I spent some years meditating on this; my best lead for a long while felt like YOW! 2014 Edward Kmett - Stop Treading Water: Learning to Learn #YOW - YouTube, where the presenter talks about how his Github projects organically arrange his work into a spaced-repetition-style recall exercise. There's something about how humans interface with each other about high-density subjects that rhymes with how I wanted the interface with my notebook to work. But spaced repetition wasn't quite right - an SRS deck grows, but doesn't really have a rich theory of change. Is that right? It's not quite right. Say rather that it expands, but doesn't quite accrete. There's something disconcerting about how an uncurated SRS deck flings you from subject to subject. It feels like it burns through a line of credit that my mind is extending it - and yeah, upon examination, that is what it's doing! I'ts burning through my capacity and willingness to switch context, but it often isn't rewarding me with anything for doing it. An SRS card is a recall task, and recall tasks are often harder than they are enjoyable - especially early in the process. The hedonics of an SRS deck are off. This isn't a good motivation curve.

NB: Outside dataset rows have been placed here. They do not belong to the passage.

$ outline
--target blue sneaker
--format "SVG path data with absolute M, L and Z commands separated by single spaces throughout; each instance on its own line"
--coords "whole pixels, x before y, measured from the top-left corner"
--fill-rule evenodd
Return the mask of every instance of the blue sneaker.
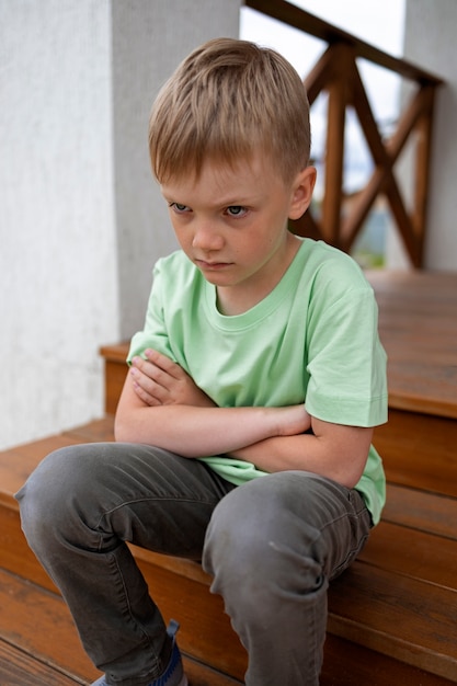
M 183 671 L 183 663 L 181 660 L 180 649 L 176 643 L 176 631 L 180 628 L 178 621 L 172 619 L 167 629 L 167 633 L 173 640 L 173 648 L 171 651 L 170 662 L 162 676 L 158 676 L 152 682 L 145 684 L 145 686 L 188 686 L 187 677 Z M 91 686 L 110 686 L 104 676 L 101 676 L 96 682 L 93 682 Z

Let's try to make it up a little bit. I want context to my SRS deck. The key is to notice that a deck is a form of programmable attention. In fact, it's the classic example - a feed. It augments and mediates your attention via an algorithm.

I realized what I needed was something like spaced repetition in two ways:

it takes in a list of items I want to look at and outputs an subset of them to look at now. In other words, a paginated feed.
it lets me fuzzy-defer items - effectively, it lets me say, show me this again soon, or not so soon, or quite late. In other words, a todo list.

I wanted a few other things, which needed to live inside the feed idiom:

The structure of my notes themselves needed to shape what was happening somehow. Their relations and correlations ought to inform what I'm looking at in the way web browsing hsapes what I look at.
What I began with in the first place - my notes needed to grow. I wanted to develop things I found in here over time; link, expand, deepen; solve problems, correct misconceptions, learn and document nuance. Recall is all well and good, but I care more about doing and logging work I can return to. I memorise everything worth memroising near-automatically, so my real challenge was always going to be finding or making things I felt were worth memorising.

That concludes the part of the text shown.